Bunu Washington'un sessizce gömdüğü on yıllarca süren gerçekten suç faaliyetleriyle karşılaştırdığınızda, sormanız gerekiyor: Nixon'ın düşüşü bir ahlak oyunu muydu, yoksa rahatsız edici bir maverikin titizlikle tasarlanmış bir düşüşü müydü?

Asla bilemeyebiliriz.

Bu yüzden, biraz daha az risk altında olan bir tarihi anlatacağım ve son beş yılını Brezilya Jiu-Jitsu'nun gömülü tarihini kazmak için harcayan efsanevi Jiu-Jitsu yarışmacısı Robert Drysdale'in çalışmaları sayesinde son zamanlarda kazdığım bir tarihi anlatacağım. Bunu *Opening Closed-Guard: The Origins of Jiu-Jitsu in Brazil" adlı kitabında yayınladı.

3 yıl ara vermenin ardından, Açık Kapalı Guard filmi için üretime geri döndüğümüzü duyurmaktan mutluluk duyuyorum, 2023 yazı için ilerliyoruz. Bu arada, yeni kitap çıkışımı kontrol edin! Ayrıca, Açık Kapalı Guard şimdi İspanyolca, Portekizce ve Lehçe olarak mevcut. pic.twitter.com/PpMbbxxhGU

— ROBERT DRYSDALE (@robertdrysdale) 3 Şubat 2023

Eğer Batı Yarımküresi'nde bir Jiu-Jitsu akademisinde hiç eğitim aldıysanız, Jiu-Jitsu'nun Japonya'dan Brezilya'ya ve ABD'ye nasıl ulaştığına dair temel tarihi muhtemelen duymuşsunuzdur.
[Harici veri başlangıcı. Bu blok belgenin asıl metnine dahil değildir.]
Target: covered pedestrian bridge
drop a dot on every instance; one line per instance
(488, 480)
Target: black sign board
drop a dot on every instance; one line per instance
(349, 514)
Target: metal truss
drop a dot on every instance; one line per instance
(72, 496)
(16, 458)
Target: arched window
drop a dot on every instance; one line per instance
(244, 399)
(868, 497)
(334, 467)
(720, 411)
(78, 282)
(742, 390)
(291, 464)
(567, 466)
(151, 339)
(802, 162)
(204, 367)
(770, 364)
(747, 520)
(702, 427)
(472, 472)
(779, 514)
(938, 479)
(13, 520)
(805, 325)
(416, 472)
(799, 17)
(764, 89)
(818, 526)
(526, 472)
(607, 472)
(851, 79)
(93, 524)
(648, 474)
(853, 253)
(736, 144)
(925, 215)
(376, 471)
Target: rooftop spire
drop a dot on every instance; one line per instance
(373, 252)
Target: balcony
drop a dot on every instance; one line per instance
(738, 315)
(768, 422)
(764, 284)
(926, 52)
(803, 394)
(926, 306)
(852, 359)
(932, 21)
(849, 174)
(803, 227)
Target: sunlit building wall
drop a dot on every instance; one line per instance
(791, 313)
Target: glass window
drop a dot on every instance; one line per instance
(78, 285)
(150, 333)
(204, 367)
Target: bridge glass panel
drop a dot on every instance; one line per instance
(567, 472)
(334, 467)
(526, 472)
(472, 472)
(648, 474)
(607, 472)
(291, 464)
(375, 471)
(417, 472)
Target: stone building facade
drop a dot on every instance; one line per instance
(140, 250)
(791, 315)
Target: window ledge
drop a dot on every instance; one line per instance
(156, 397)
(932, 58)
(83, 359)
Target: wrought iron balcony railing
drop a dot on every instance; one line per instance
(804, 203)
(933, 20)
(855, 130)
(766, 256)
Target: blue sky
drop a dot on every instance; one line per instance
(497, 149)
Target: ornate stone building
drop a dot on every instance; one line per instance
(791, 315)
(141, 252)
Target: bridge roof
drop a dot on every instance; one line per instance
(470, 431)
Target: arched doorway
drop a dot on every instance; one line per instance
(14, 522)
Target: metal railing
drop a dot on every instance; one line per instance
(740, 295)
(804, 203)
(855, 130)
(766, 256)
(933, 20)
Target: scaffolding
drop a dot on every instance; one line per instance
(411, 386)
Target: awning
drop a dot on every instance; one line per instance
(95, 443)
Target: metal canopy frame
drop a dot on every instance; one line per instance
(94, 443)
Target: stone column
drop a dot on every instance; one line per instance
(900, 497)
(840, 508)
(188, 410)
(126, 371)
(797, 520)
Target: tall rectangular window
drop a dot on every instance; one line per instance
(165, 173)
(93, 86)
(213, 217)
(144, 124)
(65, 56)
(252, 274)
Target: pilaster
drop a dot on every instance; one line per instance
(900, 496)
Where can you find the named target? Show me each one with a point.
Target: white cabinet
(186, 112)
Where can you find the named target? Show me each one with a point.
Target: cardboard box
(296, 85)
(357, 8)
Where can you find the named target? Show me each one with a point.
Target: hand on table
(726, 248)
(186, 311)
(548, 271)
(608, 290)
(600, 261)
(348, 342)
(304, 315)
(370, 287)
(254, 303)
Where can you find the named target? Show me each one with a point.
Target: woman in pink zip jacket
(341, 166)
1800'lerin sonlarında, Jigoro Kano, geleneksel jiu-jitsu'ya dayanan ancak etkinlik, verimlilik ve "minimum çabayla maksimum verimlilik" ilkesi için damıtılmış bir sanat olan Judo'yu yaratarak Japon dövüş sanatlarında devrim yarattı. En iyi öğrencilerinden biri olan Mitsuyo Maeda, sanatın küresel bir elçisi oldu. 1914'te Maeda, Brezilya'ya geldi ve burada Gastão Gracie ile bir dostluk kurdu. Bir minnettarlık jesti olarak Maeda, Gastão'nun küçük oğlu Carlos Gracie'yi kanatlarının altına aldı ve ona dövüş sisteminin temellerini öğretti.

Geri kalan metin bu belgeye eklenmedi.